Je suis tombé sur l’album du Génie des alpages : les Intondables de F’Murr. J’adore ces petites brebis espiègles, le bélier Romuald, leur berger Athanase et son chien, accompagnés qu’une quantité de personnages plus ou moins récurrents qui remplissent les pages avec des scènes de fond.

Glace (Matthew Dooley) décrit un vendeur ambulant qui doit faire face à un concurrent déterminé à lui voler son quartier, dans une petite ville d’Angleterre. Il est entouré de personnages populaires lambda, placides mais attachants avec leurs marottes et habitudes. L’ensemble est gentillet mais plaisant.

Coutoo est album solo d’Andreas sur un tueur mystérieux dont les pensées sont retransmises par un jeune garçon médiumnique. On retrouve le découpage graphique et scénaristique caractéristiques de l’auteur, même si l’histoire est moins efficace que ses séries phares.

Anita Bomba est une feuilleton de Cromwell et Gratien en 5 tomes décrivant une aventurière poseuse de bombes et un robot aux multiples personnalités et pas tout à fait fiable. Le scénario foutraque et le dessin assez sombre (évoquant un peu le style de Loisel) ne m’ont pas particulièrement accroché.
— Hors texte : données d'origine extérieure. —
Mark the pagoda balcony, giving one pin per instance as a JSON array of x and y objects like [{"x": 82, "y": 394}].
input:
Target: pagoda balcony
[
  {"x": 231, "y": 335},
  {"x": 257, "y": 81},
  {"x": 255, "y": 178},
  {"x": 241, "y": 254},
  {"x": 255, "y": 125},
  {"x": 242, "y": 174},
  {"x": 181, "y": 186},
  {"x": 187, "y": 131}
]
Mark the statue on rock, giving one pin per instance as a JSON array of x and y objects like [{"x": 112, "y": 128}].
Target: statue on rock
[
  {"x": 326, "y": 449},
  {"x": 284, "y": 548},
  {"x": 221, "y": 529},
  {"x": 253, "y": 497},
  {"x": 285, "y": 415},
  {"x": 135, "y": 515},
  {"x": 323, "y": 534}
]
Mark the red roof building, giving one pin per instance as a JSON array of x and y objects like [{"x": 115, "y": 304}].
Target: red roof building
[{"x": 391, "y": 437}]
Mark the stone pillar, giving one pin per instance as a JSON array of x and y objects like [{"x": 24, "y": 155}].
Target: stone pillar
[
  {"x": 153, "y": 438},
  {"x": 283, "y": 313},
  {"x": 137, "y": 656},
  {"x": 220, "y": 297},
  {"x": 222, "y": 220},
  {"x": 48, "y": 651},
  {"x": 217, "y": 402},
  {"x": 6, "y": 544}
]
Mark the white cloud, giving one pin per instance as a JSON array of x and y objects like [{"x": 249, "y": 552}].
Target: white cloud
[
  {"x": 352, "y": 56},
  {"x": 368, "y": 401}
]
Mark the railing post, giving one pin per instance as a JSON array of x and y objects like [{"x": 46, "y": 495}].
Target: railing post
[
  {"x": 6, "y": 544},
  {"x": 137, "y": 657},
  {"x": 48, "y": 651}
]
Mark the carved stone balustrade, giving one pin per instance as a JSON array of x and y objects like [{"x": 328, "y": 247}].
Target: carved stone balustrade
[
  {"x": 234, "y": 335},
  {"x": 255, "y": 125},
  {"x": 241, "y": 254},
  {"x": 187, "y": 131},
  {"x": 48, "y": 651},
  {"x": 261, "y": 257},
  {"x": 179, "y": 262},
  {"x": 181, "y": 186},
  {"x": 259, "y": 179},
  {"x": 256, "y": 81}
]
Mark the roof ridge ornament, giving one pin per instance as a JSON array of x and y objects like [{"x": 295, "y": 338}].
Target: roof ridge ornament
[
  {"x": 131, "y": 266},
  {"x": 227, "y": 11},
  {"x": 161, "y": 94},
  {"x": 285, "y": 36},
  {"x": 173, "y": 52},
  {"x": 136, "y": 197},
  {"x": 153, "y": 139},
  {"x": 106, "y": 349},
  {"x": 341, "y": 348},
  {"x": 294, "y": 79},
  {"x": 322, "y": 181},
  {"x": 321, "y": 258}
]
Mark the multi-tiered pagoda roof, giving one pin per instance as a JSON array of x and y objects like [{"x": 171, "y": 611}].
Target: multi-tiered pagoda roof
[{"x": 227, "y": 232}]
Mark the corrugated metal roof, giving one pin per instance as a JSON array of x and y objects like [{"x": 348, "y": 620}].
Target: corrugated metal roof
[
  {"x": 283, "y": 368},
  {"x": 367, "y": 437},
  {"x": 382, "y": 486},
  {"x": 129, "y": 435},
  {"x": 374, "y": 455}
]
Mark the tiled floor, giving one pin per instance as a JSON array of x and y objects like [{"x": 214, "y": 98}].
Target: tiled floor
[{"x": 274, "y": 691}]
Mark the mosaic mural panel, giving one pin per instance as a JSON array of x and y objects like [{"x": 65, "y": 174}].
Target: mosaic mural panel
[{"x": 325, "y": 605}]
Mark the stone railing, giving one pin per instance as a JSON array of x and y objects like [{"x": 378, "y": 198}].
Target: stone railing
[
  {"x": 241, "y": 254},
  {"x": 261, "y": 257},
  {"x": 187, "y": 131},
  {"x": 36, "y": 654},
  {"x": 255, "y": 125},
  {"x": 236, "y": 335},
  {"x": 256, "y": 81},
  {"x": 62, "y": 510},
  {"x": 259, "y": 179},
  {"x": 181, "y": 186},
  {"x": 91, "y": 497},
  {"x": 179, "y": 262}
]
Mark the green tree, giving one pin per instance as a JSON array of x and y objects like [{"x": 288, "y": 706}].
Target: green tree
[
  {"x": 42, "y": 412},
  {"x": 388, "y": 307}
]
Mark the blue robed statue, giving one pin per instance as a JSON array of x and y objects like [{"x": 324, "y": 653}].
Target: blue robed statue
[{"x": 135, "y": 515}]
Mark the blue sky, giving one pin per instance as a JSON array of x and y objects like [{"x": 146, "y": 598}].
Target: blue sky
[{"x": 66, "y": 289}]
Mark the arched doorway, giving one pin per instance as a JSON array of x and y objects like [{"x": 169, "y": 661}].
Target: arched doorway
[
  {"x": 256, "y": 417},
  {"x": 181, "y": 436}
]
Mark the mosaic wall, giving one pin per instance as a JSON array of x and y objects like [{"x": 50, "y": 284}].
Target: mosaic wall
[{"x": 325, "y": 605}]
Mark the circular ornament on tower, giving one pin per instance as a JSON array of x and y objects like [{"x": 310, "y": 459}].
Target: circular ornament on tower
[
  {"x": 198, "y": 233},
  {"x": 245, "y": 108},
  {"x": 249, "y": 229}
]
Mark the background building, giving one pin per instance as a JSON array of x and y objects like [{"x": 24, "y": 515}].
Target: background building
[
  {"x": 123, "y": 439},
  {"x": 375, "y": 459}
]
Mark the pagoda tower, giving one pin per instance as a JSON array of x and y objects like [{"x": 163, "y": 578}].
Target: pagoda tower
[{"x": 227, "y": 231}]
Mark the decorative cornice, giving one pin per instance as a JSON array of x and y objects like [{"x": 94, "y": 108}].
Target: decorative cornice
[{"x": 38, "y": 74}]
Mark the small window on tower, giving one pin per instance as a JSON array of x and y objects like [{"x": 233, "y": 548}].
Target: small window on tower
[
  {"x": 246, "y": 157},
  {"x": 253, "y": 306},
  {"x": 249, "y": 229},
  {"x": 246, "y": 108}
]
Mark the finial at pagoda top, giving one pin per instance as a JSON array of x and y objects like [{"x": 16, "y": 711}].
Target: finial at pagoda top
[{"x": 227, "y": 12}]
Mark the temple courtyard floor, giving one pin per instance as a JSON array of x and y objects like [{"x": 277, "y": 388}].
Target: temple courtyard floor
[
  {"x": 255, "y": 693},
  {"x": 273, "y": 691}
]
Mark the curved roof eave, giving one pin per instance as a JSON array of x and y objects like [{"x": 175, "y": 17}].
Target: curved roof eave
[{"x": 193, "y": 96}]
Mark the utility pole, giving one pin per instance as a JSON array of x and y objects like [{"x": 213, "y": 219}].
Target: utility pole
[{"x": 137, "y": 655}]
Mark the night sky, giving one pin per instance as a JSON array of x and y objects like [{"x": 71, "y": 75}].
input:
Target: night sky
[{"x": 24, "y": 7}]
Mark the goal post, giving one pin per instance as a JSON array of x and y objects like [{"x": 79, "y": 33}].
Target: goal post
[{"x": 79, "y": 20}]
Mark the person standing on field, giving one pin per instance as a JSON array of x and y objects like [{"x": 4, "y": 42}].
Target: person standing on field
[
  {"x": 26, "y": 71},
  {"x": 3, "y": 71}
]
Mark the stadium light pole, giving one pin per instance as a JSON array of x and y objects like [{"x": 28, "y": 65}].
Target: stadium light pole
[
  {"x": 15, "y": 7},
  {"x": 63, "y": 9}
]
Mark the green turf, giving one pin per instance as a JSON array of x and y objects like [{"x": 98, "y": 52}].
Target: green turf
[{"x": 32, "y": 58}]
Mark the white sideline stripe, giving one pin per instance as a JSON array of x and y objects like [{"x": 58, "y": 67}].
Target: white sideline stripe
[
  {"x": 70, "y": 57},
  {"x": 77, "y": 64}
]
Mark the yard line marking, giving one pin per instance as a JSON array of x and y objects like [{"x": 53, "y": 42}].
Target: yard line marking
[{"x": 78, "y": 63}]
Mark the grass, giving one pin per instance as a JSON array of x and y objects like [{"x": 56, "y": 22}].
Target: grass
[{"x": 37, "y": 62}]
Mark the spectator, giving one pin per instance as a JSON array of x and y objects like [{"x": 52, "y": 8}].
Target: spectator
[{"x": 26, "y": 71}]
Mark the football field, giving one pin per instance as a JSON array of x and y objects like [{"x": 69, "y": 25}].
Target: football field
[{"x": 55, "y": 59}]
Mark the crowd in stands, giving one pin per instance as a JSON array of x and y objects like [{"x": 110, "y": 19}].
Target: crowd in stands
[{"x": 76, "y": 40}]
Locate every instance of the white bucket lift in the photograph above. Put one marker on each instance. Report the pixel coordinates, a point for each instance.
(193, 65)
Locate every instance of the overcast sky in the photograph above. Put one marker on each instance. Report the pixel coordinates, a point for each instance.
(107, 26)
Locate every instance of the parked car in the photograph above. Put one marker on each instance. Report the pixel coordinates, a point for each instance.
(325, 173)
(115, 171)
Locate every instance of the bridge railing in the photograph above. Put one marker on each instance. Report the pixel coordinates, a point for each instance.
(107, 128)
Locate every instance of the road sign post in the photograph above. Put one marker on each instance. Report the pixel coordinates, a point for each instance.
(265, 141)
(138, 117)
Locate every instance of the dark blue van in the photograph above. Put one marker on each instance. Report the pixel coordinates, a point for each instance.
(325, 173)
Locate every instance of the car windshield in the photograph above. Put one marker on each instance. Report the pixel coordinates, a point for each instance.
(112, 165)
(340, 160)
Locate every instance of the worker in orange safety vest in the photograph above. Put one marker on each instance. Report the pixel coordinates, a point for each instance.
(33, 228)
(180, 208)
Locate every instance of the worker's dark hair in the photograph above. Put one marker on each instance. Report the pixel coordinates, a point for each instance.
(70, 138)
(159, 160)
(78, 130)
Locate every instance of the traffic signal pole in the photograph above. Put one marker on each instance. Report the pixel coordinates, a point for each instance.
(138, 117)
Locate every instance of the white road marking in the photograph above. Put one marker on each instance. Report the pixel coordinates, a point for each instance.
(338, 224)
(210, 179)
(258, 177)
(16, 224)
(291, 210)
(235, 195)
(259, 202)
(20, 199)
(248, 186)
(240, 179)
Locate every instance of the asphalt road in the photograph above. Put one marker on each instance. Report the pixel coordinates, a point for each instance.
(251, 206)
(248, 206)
Le Feul est un cycle de trois tomes de Gaudin et Peynet, sur quelques êtres plus ou moins humains en quête d’un remède ou d’une explication au mal qui ronge les populations d’une civilisation en races bien distinctes avec une très faible technologie. Les personnages ne sortent pas vraiment de l’archétype dans lesquels ils sont placés d’emblée.